# I felt great until....



## xdopamine (Aug 17, 2010)

Hi, some weeks ago I have been put on 25mcg T4 although my blood values were in range (fT3 2.9 pg/ml, fT3 1.3 ng/ml, TSH 4.64). Well, I didn't notice any improvements so I decided to try Westhroid 1/2 grain. After about 1.5 weeks on Westhroid I felt awesome. The past week was one of the best for years... My depression was fixed completely and my fatigue improved remarkably. Damn, I felt GREAT.... but yesterday I crashed severely. My fatigue and the tingling in my legs and feet is worse than ever and my depression returned as well.... Therefore I increased my dose to 3/4 grains but no improvements so far... So my question: Is this normal? Is it because my own thyroid downregulated the hormone production due to my Westhroid supplementation? Can I expect to become better again? Does anybody have similar experiences?


----------



## lainey (Aug 26, 2010)

You should not make dosage changes without having blood work to support them.

It's also not uncommon for people to have a "crash" shortly after a dose adjustment as you did.

You really should wait 4 to 6 weeks on the same dose and then do lab work before making adjustments.


----------



## Andros (Aug 26, 2009)

xdopamine said:


> Hi, some weeks ago I have been put on 25mcg T4 although my blood values were in range (fT3 2.9 pg/ml, fT3 1.3 ng/ml, TSH 4.64). Well, I didn't notice any improvements so I decided to try Westhroid 1/2 grain. After about 1.5 weeks on Westhroid I felt awesome. The past week was one of the best for years... My depression was fixed completely and my fatigue improved remarkably. Damn, I felt GREAT.... but yesterday I crashed severely. My fatigue and the tingling in my legs and feet is worse than ever and my depression returned as well.... Therefore I increased my dose to 3/4 grains but no improvements so far... So my question: Is this normal? Is it because my own thyroid downregulated the hormone production due to my Westhroid supplementation? Can I expect to become better again? Does anybody have similar experiences?


Welcome to the board! Do you have ranges for the lab results? Different labs use different ranges.

How is it you are getting Rx for all of this? The proper protocul is to stay on one dose of the same Rx for 8 weeks, get labs and reassess the situation and titrate up or down as needed.

No doctor worth his or her Hippocratic oath would do this in the manner just described.

Anyway, if you can post those results with the ranges, we will be glad to comment and maybe steer you in the right direction.

The thing is, what you are doing is dangerous and it could end up that you would never ever be able to tolerate thyroxine replacement again at all and that would be a very bad thing.

Your initial TSH is high.

Did you have any antibodies' tests? What took you to the doctor in the first place? Symptoms? If so, please list them.


----------



## xdopamine (Aug 17, 2010)

> Anyway, if you can post those results with the ranges, we will be glad to comment and maybe steer you in the right direction.

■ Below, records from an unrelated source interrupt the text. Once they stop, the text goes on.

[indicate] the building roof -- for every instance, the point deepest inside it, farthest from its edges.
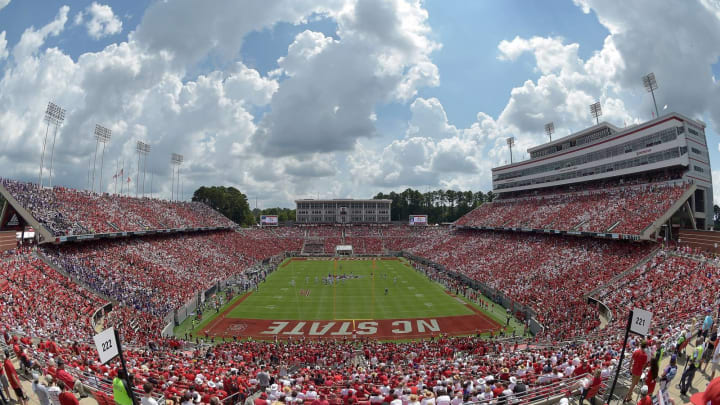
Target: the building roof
(618, 132)
(340, 200)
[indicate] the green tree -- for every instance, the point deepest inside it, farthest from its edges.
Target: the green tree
(229, 201)
(438, 205)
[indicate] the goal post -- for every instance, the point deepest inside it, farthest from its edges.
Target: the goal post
(343, 250)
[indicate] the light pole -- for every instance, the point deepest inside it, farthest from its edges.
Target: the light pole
(511, 143)
(549, 129)
(102, 135)
(142, 149)
(54, 115)
(651, 85)
(176, 160)
(145, 153)
(596, 111)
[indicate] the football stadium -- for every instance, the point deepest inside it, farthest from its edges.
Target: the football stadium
(588, 272)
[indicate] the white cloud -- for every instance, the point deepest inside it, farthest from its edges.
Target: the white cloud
(306, 46)
(102, 21)
(3, 46)
(309, 125)
(31, 39)
(327, 102)
(246, 84)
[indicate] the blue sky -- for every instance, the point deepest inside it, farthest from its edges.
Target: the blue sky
(455, 78)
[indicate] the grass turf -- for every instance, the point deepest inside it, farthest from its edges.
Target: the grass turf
(297, 292)
(395, 294)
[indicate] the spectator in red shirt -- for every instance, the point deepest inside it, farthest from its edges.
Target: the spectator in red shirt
(645, 398)
(66, 397)
(70, 381)
(637, 365)
(13, 378)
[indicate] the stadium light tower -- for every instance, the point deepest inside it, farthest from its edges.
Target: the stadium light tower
(596, 111)
(142, 149)
(511, 143)
(102, 135)
(176, 160)
(549, 129)
(146, 151)
(55, 115)
(651, 85)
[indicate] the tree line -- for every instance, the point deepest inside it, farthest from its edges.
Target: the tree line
(439, 205)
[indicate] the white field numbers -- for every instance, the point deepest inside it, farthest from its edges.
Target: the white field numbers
(106, 345)
(640, 323)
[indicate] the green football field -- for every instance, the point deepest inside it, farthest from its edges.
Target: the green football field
(297, 291)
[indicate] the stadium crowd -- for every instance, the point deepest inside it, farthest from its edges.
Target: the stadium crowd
(464, 369)
(158, 274)
(534, 270)
(633, 208)
(152, 276)
(65, 211)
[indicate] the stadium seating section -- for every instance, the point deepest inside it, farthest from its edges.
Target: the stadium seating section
(46, 316)
(624, 210)
(66, 211)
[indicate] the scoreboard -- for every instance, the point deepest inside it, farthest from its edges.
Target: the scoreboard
(418, 220)
(268, 220)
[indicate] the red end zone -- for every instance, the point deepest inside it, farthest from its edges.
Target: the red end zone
(385, 329)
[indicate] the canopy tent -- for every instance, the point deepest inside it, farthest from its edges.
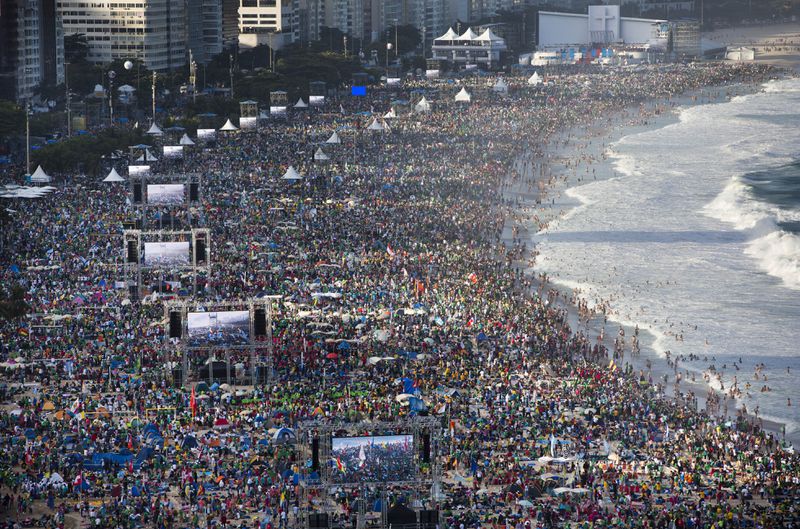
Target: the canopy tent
(113, 176)
(422, 106)
(40, 177)
(489, 36)
(155, 130)
(500, 86)
(291, 174)
(376, 125)
(450, 36)
(468, 35)
(229, 126)
(535, 79)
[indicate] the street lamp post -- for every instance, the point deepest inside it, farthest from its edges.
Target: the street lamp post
(28, 138)
(111, 75)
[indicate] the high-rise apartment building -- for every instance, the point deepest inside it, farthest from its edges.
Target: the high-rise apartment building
(153, 31)
(211, 27)
(31, 47)
(272, 22)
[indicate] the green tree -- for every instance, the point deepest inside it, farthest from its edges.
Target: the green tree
(12, 303)
(12, 119)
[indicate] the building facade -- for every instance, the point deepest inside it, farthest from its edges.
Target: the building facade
(153, 31)
(258, 19)
(31, 47)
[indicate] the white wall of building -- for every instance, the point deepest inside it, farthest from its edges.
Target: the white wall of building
(556, 29)
(151, 30)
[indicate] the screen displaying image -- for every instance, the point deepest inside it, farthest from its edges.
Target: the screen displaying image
(173, 151)
(165, 194)
(224, 328)
(167, 253)
(206, 134)
(372, 459)
(248, 123)
(138, 170)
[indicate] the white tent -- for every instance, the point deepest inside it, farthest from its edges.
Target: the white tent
(500, 86)
(113, 176)
(320, 155)
(467, 36)
(155, 130)
(449, 36)
(228, 126)
(422, 106)
(40, 177)
(463, 96)
(375, 125)
(291, 174)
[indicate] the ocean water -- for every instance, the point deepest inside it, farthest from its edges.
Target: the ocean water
(695, 238)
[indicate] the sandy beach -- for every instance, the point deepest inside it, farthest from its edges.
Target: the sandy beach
(597, 319)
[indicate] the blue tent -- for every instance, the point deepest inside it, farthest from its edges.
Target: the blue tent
(189, 442)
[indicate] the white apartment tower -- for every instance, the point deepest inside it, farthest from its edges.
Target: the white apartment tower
(273, 22)
(153, 31)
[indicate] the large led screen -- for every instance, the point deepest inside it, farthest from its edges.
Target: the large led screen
(206, 134)
(173, 151)
(224, 328)
(165, 194)
(372, 459)
(138, 170)
(166, 253)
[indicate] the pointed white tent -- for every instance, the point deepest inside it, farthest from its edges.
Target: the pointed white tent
(375, 125)
(291, 174)
(147, 157)
(422, 106)
(450, 36)
(155, 130)
(489, 36)
(228, 126)
(113, 176)
(320, 155)
(39, 176)
(467, 36)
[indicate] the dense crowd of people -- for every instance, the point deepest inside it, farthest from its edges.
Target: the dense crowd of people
(401, 293)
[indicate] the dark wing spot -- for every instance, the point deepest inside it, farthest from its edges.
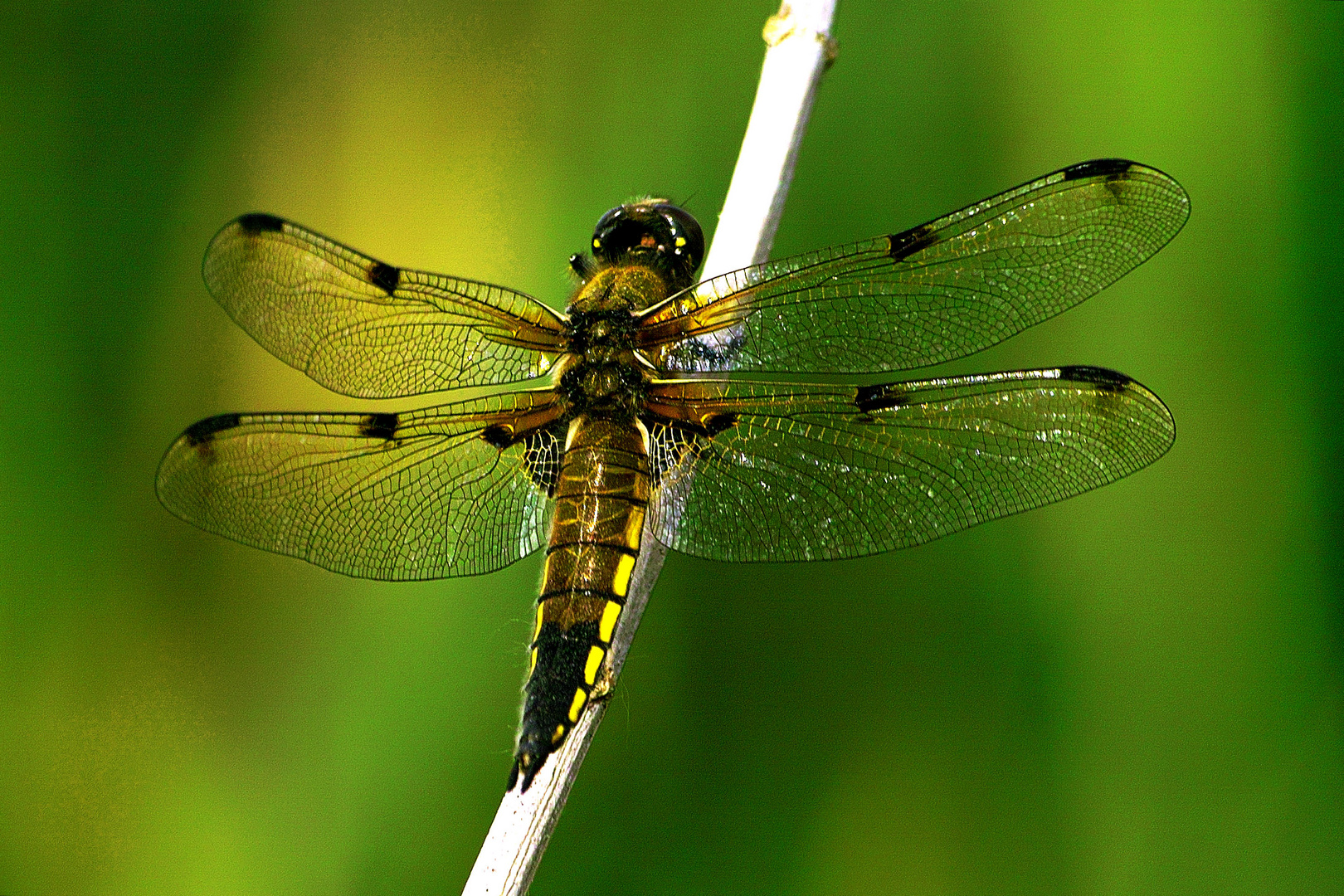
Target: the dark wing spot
(908, 242)
(878, 398)
(205, 431)
(260, 223)
(1107, 379)
(1098, 168)
(385, 277)
(378, 426)
(719, 422)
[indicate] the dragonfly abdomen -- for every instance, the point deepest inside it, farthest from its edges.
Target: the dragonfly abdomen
(600, 501)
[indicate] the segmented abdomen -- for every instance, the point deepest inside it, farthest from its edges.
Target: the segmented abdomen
(600, 503)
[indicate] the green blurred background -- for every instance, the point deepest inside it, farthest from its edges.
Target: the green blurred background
(1137, 691)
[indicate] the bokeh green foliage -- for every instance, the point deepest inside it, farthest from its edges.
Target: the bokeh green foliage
(1133, 692)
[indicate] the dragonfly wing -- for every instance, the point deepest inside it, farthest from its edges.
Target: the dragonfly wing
(933, 293)
(446, 490)
(784, 472)
(364, 328)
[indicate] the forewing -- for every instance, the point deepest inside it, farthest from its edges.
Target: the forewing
(368, 329)
(782, 472)
(933, 293)
(448, 490)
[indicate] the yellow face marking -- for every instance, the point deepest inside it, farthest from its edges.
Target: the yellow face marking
(594, 661)
(624, 567)
(580, 699)
(611, 613)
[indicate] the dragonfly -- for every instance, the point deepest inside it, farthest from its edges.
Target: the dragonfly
(647, 414)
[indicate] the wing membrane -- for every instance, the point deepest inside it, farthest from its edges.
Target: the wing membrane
(368, 329)
(934, 293)
(440, 492)
(785, 472)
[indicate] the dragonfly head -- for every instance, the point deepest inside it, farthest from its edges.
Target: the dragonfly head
(655, 234)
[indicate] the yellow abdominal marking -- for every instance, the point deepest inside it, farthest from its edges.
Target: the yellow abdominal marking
(611, 613)
(594, 661)
(624, 567)
(580, 699)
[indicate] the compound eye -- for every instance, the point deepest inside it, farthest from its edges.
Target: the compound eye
(616, 231)
(687, 236)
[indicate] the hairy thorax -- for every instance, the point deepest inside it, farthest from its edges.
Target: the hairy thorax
(601, 375)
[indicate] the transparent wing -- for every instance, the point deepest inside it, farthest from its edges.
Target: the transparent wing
(448, 490)
(368, 329)
(782, 472)
(933, 293)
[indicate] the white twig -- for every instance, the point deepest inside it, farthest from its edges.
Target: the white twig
(800, 49)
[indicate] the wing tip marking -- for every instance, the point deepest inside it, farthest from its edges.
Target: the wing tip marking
(385, 277)
(1098, 168)
(254, 223)
(1103, 377)
(205, 431)
(879, 398)
(908, 242)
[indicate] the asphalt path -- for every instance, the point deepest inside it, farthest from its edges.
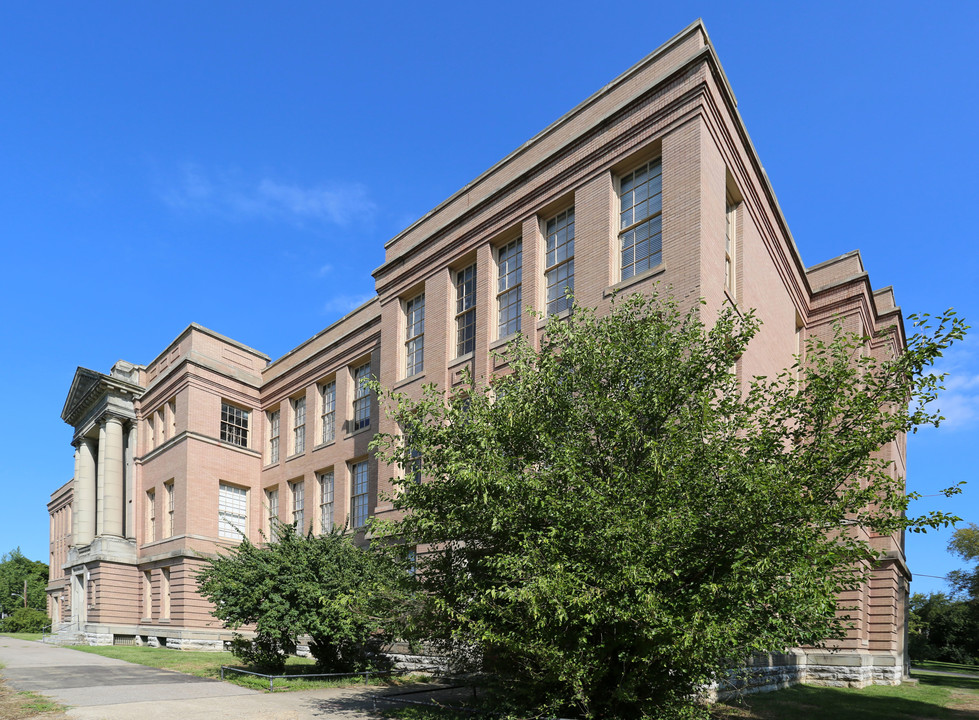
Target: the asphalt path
(99, 688)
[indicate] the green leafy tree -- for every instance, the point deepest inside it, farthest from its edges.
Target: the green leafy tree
(618, 521)
(965, 544)
(343, 597)
(15, 570)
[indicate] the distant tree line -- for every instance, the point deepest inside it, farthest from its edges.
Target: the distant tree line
(23, 597)
(945, 627)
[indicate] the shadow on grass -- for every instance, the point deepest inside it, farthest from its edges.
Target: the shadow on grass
(875, 703)
(949, 681)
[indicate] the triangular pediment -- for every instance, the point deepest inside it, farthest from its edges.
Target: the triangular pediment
(83, 386)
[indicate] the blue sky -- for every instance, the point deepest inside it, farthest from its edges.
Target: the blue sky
(241, 165)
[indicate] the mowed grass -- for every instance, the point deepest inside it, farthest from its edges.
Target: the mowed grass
(945, 667)
(934, 698)
(208, 665)
(22, 636)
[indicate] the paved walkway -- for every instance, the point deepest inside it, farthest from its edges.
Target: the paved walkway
(99, 688)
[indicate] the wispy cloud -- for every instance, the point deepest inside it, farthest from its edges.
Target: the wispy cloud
(229, 195)
(959, 402)
(342, 304)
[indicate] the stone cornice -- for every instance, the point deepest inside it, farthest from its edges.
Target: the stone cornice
(89, 386)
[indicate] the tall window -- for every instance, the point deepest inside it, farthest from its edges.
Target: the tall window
(415, 335)
(559, 263)
(298, 491)
(274, 436)
(326, 501)
(466, 311)
(358, 498)
(510, 263)
(730, 242)
(232, 512)
(299, 425)
(640, 218)
(169, 489)
(164, 593)
(272, 521)
(150, 515)
(147, 593)
(362, 397)
(328, 394)
(234, 425)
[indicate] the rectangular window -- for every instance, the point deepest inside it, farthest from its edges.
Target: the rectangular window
(169, 489)
(150, 515)
(358, 498)
(415, 335)
(640, 219)
(164, 593)
(234, 425)
(326, 501)
(274, 436)
(272, 522)
(298, 491)
(466, 311)
(730, 242)
(510, 263)
(362, 397)
(329, 417)
(559, 262)
(299, 425)
(232, 512)
(147, 594)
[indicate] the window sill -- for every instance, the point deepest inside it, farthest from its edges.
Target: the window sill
(563, 315)
(410, 379)
(635, 279)
(503, 342)
(355, 433)
(461, 359)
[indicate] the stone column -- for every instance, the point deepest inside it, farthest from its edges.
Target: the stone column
(83, 495)
(112, 524)
(100, 484)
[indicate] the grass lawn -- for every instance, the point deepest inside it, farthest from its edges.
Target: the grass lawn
(208, 664)
(945, 667)
(934, 698)
(22, 636)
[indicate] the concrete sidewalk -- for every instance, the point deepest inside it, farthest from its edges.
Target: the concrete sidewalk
(99, 688)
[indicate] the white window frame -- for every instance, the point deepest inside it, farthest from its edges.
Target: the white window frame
(272, 518)
(359, 492)
(328, 418)
(297, 490)
(415, 335)
(232, 512)
(275, 419)
(466, 310)
(509, 288)
(559, 261)
(170, 507)
(299, 425)
(327, 481)
(641, 219)
(234, 425)
(362, 398)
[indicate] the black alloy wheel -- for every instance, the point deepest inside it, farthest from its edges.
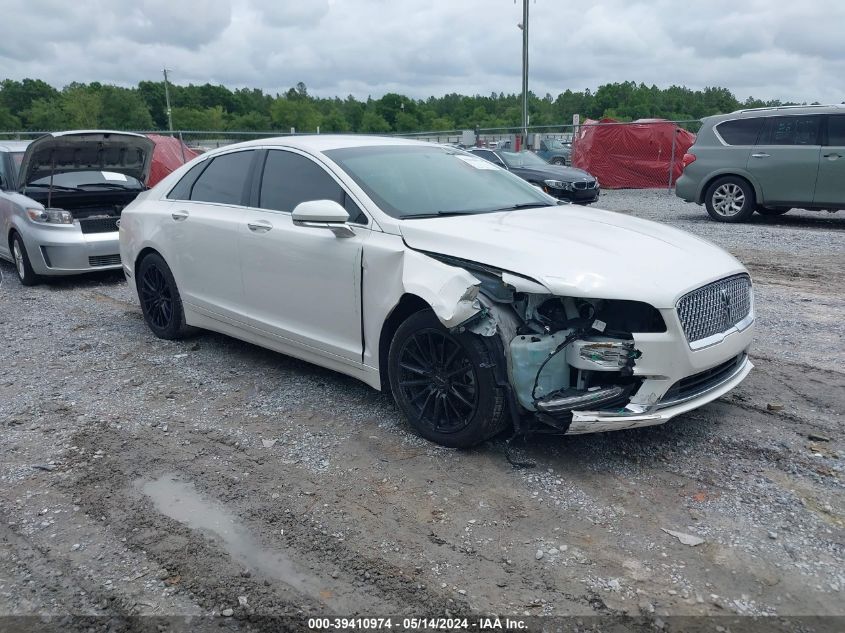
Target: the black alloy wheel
(156, 297)
(160, 300)
(445, 383)
(438, 381)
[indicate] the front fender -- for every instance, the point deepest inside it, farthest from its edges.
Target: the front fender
(391, 270)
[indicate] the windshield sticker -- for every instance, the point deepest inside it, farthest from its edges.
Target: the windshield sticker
(475, 161)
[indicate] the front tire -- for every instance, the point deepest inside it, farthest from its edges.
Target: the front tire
(22, 264)
(161, 303)
(730, 199)
(444, 383)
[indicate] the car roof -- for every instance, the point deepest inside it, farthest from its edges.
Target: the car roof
(13, 146)
(750, 113)
(325, 142)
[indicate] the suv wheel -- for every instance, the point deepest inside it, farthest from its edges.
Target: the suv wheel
(730, 199)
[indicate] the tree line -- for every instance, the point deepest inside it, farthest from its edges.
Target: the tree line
(32, 104)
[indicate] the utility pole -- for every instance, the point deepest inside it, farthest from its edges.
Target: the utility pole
(524, 27)
(167, 100)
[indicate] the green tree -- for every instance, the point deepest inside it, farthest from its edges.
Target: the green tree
(8, 121)
(44, 114)
(82, 106)
(374, 123)
(295, 113)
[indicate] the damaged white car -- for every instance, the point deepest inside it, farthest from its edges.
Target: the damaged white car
(476, 299)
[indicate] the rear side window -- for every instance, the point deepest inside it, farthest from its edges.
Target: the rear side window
(836, 130)
(182, 190)
(793, 130)
(740, 131)
(291, 178)
(224, 180)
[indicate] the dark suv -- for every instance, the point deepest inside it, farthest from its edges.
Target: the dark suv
(767, 160)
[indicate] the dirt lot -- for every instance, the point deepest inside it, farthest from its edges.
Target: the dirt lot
(142, 476)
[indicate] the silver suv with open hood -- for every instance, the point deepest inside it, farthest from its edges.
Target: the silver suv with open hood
(60, 212)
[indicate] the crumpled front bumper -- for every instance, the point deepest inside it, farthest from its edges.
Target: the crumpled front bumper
(600, 421)
(667, 359)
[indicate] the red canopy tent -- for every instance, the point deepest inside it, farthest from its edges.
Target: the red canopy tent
(169, 154)
(631, 155)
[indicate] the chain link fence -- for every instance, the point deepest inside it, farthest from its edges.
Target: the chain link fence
(640, 154)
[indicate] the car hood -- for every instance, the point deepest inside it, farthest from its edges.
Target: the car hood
(63, 152)
(553, 172)
(579, 253)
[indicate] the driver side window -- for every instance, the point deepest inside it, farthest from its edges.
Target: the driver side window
(290, 178)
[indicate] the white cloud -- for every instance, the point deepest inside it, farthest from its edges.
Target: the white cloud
(765, 48)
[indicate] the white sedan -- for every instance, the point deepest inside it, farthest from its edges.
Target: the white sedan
(480, 302)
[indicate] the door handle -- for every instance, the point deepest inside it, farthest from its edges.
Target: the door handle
(261, 226)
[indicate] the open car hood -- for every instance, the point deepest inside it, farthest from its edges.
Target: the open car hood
(96, 150)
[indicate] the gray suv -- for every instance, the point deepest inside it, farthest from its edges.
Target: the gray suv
(767, 160)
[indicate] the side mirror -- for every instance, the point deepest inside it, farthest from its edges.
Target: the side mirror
(323, 214)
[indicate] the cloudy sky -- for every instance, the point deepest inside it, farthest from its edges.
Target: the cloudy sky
(774, 49)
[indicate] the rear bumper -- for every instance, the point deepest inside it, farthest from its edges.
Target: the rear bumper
(66, 250)
(687, 189)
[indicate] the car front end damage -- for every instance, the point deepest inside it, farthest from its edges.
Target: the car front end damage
(581, 365)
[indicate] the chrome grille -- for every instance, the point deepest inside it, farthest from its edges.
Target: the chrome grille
(715, 308)
(104, 260)
(99, 225)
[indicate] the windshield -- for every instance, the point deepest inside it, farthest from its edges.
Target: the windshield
(92, 179)
(522, 159)
(424, 181)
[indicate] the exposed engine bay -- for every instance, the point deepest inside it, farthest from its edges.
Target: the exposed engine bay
(562, 354)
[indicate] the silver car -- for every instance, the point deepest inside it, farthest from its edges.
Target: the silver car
(61, 197)
(767, 160)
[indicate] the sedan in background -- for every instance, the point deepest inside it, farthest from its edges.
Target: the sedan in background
(472, 296)
(564, 183)
(60, 207)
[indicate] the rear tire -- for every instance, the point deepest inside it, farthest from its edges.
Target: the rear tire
(22, 264)
(444, 383)
(730, 199)
(161, 303)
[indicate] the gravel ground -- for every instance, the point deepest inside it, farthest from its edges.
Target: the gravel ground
(212, 478)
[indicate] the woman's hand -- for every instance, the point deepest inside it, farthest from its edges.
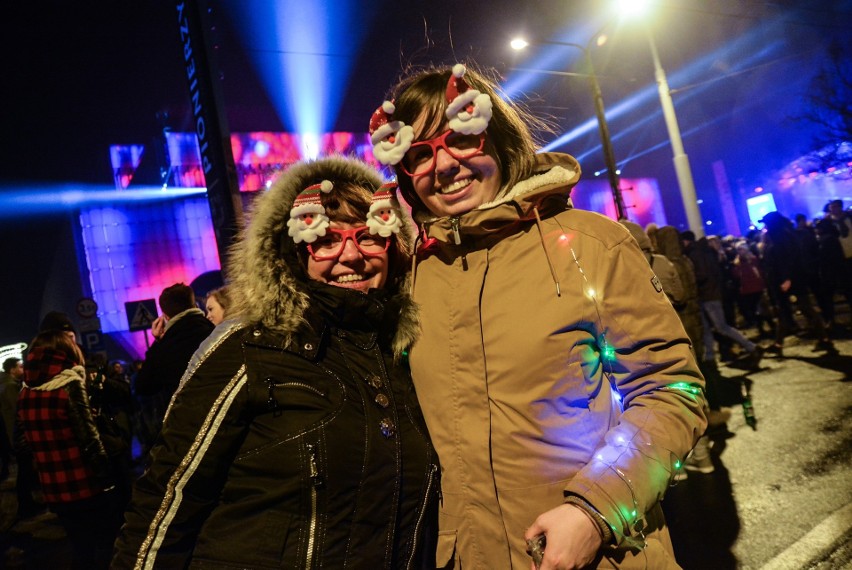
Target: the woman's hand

Here are the results with reference ranges:

fT3: 2.9 pg/ml (2.1 - 4.7 pg/ml)
fT4: 1.3 ng/dl (0.8 - 1.7 ng/dl)
TSH: 4.64 mU/l (0.3 - 4.0 mU/l)

Unfortunately I don't have antibody values but I will ask my doctor on the next occasion.



> Symptoms? If so, please list them.


My symptoms:

- Fatigue
- Depression
- Brainfog
- Strong constipation
- Carpal tunnel syndrome
- Brittle hair
- Low Vit D3 (level was 6.42 ng/dl) and taking vit D3 increases my fatigue
- Paleness / yellowish skin color
- Tingling legs
- Chronic sinusitis
- ADHD
- Low body temperature

I am struggling with these symptoms for years now. When I first went to my doctor he said that my thyorid is fine (TSH 2008: 2.75 mU/l).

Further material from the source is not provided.